The War at Sea in 1855 - Page 7


© John Barham
Page 7

In the Pacific and Arctic, 1854 had been a good year for the Russians; 1855 was if anything, even better. There were three allied squadrons deployed in the region. Two were British; Admiral Stirling off the China Coast, and Commodore Elliott at Hong Kong. The third, off Kamchatka, was a joint command under Rear-Admiral Bruce and Contre-Amiral Fourrichon. It was Bruce's responsibility to keep Rear Admiral Putiatin's local Russian squadron blockaded in Petropavlovsk and Encounter and Barracouta had been detached for this specific purpose. Nonetheless Putiatin astutely took advantage of a local April fog to slip away unnoticed, carrying the complete garrrison and all military equipment and stores.

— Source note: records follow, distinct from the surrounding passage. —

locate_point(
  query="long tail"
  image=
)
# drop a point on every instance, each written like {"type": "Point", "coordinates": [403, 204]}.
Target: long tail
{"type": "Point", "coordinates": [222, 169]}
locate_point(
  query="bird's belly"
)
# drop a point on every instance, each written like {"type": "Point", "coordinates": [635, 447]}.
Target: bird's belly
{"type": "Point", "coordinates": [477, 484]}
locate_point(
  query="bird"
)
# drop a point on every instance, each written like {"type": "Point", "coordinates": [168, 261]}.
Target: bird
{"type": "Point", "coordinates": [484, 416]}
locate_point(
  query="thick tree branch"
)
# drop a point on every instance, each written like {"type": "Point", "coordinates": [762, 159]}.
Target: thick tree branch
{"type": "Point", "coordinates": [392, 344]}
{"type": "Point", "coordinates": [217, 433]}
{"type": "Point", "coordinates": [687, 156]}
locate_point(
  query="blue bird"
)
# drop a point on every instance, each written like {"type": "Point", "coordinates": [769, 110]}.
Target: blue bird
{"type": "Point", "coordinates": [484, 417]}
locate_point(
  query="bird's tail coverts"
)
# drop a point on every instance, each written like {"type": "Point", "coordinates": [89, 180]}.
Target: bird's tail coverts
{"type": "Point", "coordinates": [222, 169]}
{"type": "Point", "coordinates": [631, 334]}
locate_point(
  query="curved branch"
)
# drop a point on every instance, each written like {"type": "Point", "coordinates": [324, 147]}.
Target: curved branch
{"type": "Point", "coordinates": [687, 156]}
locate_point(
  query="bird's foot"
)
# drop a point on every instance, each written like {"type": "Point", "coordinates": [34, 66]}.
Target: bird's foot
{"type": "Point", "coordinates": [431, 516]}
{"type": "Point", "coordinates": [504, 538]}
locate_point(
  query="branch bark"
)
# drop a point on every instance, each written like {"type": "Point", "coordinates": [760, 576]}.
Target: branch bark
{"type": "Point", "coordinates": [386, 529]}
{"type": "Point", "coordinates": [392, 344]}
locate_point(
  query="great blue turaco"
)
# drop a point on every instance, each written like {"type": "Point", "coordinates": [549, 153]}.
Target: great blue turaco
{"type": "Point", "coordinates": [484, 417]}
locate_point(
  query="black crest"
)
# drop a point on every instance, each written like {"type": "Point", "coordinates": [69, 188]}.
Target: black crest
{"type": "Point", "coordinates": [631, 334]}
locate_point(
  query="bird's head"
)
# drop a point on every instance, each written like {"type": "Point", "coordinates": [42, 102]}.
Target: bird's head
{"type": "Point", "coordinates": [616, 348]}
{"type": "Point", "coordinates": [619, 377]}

On 15th May the joint allied fleet of nine British and Five French ships sailed into Petropavlovsk harbour, bent on revenge for the previous year's debacle. They found the whole place deserted except for three Americans - the inhabitants had fled when they saw the sails. Where were the Russians? They had sailed west-south-west, and were heading for the River Amur, tucked in behind the island of Sakhalin well north of Vladivostock, when Elliott's reconnaissance group, also heading that way on the 20th of May, found them holed up in de Castries Bay in the Gulf of Tartary. Elliott with only 'two or three' vessels felt himself outgunned by Putiatin with his two powerful Men o'War, though nothing else. The British commodore decided that there was safety in numbers; the nearest help was Bruce, but he was busy attacking Petropavlovsk, so he sent a frigate to Stirling who was 1500 miles away at the time. What then possessed Elliott to go after his frigate instead of shadowing the Russians seems unclear - maybe he had forgotten something in his message. But the upshot was that when Stirling arrived back at the bay, the Russians, now under Admiral Zavoiska, had (surprise surprise) gone, and were safely anchored in the River Amur, which had a really tricky estuary full of shoals and sandbanks through which the allies would be unable to follow them. No doubt they were laughing heartily into their vodka!

There were other amazingly long voyages by allied squadrons, where the commanders simply seemed to be acting on wild hunches or demented tip offs. Fourrichon and Bruce crossed the entire North Pacific to the remote island of Sitka off the coast of Alaska, then belonging to Russia. It was a neutral port for the British, via a treaty of the Hudson Bay company, but the cunning plan was that the French were at liberty to engage the Russians. The only snag was that there were no Russians there, nor had there ever been.